Although their goals remain relatively similar, House and Senate lawmakers appear to be following noticeably different paths toward implementing a series of much debated contracting reform bills.
Last week, Rep. Henry Waxman, D-Calif., chairman of the House Oversight and Government Reform Committee, introduced a wide-ranging set of acquisition provisions that covers everything from prohibiting the use of lead systems integrators to providing greater protection for private sector whistleblowers.
The 52-page Clean Contracting Amendment, included as part of the House's fiscal 2009 defense authorization bill, includes provisions that have passed the House but failed to gain traction in the Senate or those that were previously implemented by the Defense Department and would now be expanded governmentwide.
While the House appears to be swinging for the fences, the Senate's version of the defense authorization bill takes a more modest approach to contracting reform.
Peter Levine, general counsel for the Senate Armed Services Committee, said the Defense Department still was adjusting to the multitude of complex acquisition regulation changes that Congress passed in the fiscal 2008 bill.
"We're trying to be less aggressive this year," Levine said on Wednesday at a conference sponsored by the Coalition for Government Procurement, a contractor trade group.
For example, the Senate bill includes a scaled-down, government-only version of a contractor misconduct database that would that track completed criminal, civil or administrative proceedings against federal contractors. Waxman's amendment, however, mirrors a bill that passed the House in April that opens the contractor database to the general public.

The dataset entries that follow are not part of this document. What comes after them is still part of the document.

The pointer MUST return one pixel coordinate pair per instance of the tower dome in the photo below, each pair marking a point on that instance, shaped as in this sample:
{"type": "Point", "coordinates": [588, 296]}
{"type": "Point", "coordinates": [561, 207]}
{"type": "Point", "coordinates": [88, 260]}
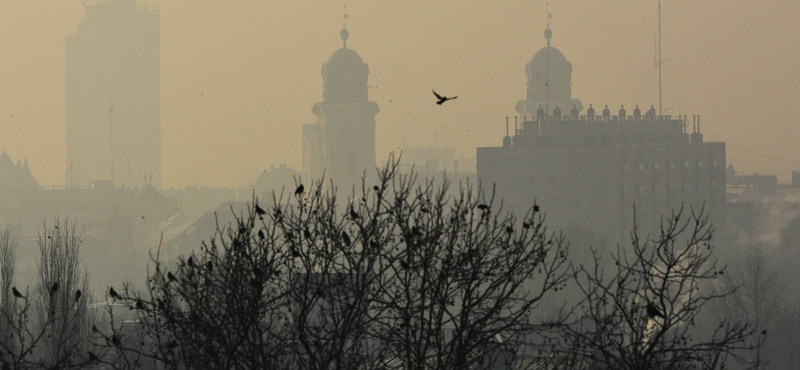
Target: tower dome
{"type": "Point", "coordinates": [549, 81]}
{"type": "Point", "coordinates": [345, 76]}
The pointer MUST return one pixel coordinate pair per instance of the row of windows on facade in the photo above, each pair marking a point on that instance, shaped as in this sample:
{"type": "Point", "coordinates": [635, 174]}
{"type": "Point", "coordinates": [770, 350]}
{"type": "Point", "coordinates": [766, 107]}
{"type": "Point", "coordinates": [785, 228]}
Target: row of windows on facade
{"type": "Point", "coordinates": [575, 181]}
{"type": "Point", "coordinates": [641, 166]}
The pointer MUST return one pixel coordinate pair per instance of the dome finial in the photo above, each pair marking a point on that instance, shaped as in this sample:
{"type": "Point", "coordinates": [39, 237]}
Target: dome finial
{"type": "Point", "coordinates": [548, 34]}
{"type": "Point", "coordinates": [344, 34]}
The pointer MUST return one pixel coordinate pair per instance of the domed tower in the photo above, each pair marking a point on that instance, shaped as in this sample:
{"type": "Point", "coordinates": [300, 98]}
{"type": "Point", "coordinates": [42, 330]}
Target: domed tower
{"type": "Point", "coordinates": [341, 144]}
{"type": "Point", "coordinates": [549, 81]}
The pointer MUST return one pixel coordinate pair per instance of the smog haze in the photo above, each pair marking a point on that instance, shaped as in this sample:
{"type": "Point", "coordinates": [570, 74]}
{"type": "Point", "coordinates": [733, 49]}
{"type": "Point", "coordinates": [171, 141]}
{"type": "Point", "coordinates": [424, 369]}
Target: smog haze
{"type": "Point", "coordinates": [239, 78]}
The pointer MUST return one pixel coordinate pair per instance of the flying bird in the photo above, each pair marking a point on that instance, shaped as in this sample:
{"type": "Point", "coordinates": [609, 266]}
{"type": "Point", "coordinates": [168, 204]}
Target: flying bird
{"type": "Point", "coordinates": [16, 293]}
{"type": "Point", "coordinates": [442, 99]}
{"type": "Point", "coordinates": [652, 311]}
{"type": "Point", "coordinates": [260, 211]}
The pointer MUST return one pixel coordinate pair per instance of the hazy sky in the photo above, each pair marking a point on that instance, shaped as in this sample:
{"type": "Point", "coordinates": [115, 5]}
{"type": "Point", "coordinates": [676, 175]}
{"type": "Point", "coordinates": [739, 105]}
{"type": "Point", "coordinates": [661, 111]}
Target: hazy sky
{"type": "Point", "coordinates": [257, 65]}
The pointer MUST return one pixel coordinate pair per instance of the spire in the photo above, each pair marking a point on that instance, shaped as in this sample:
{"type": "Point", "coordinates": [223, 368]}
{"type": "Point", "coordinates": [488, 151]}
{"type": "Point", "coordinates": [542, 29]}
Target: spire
{"type": "Point", "coordinates": [344, 34]}
{"type": "Point", "coordinates": [548, 34]}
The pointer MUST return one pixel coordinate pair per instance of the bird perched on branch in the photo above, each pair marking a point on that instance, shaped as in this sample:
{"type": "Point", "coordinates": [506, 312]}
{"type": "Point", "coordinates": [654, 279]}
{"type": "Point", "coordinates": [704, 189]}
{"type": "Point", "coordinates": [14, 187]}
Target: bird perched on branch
{"type": "Point", "coordinates": [652, 311]}
{"type": "Point", "coordinates": [442, 99]}
{"type": "Point", "coordinates": [16, 293]}
{"type": "Point", "coordinates": [346, 239]}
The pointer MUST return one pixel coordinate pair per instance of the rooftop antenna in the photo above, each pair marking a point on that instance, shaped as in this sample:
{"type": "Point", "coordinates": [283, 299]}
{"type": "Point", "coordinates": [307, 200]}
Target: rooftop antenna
{"type": "Point", "coordinates": [660, 62]}
{"type": "Point", "coordinates": [548, 34]}
{"type": "Point", "coordinates": [344, 32]}
{"type": "Point", "coordinates": [111, 125]}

Reaching common ground between the two bills could be dicey.
Mark Stephenson, a staffer on the oversight committee, said at the conference that House Democrats have compromised already by limiting the database to only completed proceedings. He declined to comment on any further compromises.
Senate staffers have raised administrative concerns about making sure documents that are not legally available to the public are excluded from the database. But Stephenson suggested that Freedom of Information Act officials at agencies are equipped to handle the process.
The House and Senate also disagree about the need to address sole-source contracting.
Stephenson cited House committee data showing that contracts awarded without full and open competition had risen from $67.5 billion in 2000 to nearly $207 billion in 2006. The Clean Contracting Amendment requires all federal agencies to develop and implement a plan to minimize the use of sole-source contracts.
Senate lawmakers say those figures are grossly overstated.
Levine said statistics from the Office of Federal Procurement Policy and the Pentagon suggest that sole-source contracting has remained relatively stable in recent years. The discrepancy, he said, is that House officials count each task order granted to a single vendor on a multiple award contract, while the government does not.
The House and Senate appear far apart on a handful of legislative tactics, but they generally agree about the source of many contracting-related problems and how to address them.
The two legislative aides concurred on the need to beef up the acquisition workforce development fund, provide greater oversight of interagency contracts and to address personal and organizational conflicts of interest that arise when contractors work side-by-side with federal employees.
"On virtually every subject, we share the same objective," Levine said.